I like a good read; something that stirs me inside and leaves me, in equal parts, exhausted and enlightened. I wish I could say the same thing about my writing! However much I’ve tried, a cut-and-dried method to good writing has eluded me. It looks like there is none! Ergo, I go through writing advice willy-nilly by writers familiar and strange.
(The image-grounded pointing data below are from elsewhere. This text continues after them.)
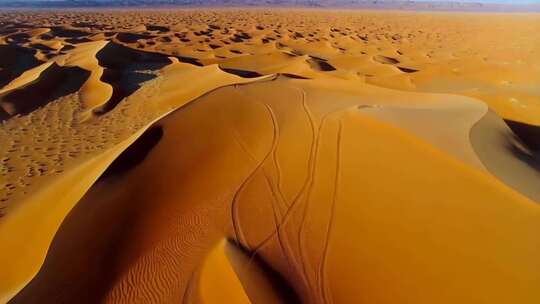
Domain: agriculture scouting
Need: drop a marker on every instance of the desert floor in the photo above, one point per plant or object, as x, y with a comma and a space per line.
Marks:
269, 156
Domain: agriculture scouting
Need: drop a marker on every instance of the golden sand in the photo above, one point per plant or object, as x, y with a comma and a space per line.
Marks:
267, 156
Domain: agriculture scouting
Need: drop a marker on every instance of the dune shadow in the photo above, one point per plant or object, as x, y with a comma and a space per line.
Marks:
320, 64
241, 73
529, 134
125, 69
53, 83
278, 283
15, 60
135, 153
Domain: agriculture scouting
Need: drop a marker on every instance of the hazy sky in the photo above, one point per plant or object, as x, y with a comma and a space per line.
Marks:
484, 1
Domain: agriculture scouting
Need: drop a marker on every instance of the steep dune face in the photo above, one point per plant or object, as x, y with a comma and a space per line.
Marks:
269, 156
317, 190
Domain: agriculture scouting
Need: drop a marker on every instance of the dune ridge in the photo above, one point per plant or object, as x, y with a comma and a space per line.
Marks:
269, 156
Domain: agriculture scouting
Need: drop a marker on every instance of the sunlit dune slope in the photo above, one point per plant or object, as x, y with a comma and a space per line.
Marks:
269, 156
334, 200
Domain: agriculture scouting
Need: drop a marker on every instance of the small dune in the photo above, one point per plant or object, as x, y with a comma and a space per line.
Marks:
269, 155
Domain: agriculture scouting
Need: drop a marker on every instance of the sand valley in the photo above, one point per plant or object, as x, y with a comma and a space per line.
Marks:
269, 156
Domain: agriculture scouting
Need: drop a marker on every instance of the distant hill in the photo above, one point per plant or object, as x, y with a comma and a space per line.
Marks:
367, 4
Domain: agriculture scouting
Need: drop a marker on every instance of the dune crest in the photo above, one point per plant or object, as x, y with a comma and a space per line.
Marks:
268, 156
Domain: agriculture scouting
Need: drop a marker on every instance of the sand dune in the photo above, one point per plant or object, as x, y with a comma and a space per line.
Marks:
268, 156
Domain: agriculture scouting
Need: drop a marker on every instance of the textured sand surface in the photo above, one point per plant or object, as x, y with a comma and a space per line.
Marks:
269, 156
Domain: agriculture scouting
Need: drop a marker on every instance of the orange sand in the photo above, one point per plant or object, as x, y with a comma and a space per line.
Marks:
267, 156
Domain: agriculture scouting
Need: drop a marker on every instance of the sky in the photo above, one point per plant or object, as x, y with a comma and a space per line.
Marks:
476, 1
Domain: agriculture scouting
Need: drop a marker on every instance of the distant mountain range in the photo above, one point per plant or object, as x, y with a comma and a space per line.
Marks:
371, 4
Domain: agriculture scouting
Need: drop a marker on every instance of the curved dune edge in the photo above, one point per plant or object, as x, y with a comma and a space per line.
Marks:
27, 215
335, 184
296, 210
506, 156
56, 200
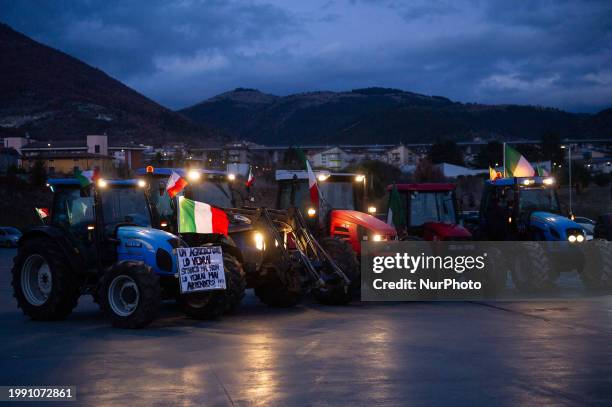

Anne Lamott’s Bird by Bird was a pleasant surprise. Devoid of incomprehensible argot, she draws from a deeply personal space – through anecdotes and stories of her own struggles – and convinces you that she is here indeed only for you. Her only condition is you believe in your talent whole-heartedly. “If you’re not enough before the gold medal, you won’t be enough with it,” as the coach in Cool Runnings put it. She suggests you “tape this to the wall near your desk” as she does for a few other things in the book. For some of us with brittle self-esteem, and an external locus of control, this may be a difficult one to follow. But there are simpler ones that can be applied in earnest.
You sit down, I say. You try to sit down at approximately the same time every day. This is how you train your unconscious to kick in for you creatively. So you sit down at, say, nine every morning, or ten every night. You put a piece of paper in the typewriter, or you turn on your computer and bring up the right file, and then you stare at it for an hour or so.
She, also, early in the book, dispels the idea of a single, guaranteed formula to writing,
I wish I had a secret I could let you in on, some formula my father passed on to me in a whisper just before he died, some code word that has enabled me to sit at my desk and land flights of creative inspiration like an air-traffic controller. But I don’t.
Now you know what not to expect from the book, but if we are anything alike – wishing for quick fixes but willing to take the long road – this hilarious, inspirational, warm reflection on life and writing is a good dose to keep us going.
Anne Lamott has answers for all the regular predicaments that gnaw at an artist’s soul – perfectionism, comparison, or just getting started.
I recommend the book for its lucid writing, practical suggestions, and some advice on life and living to boot.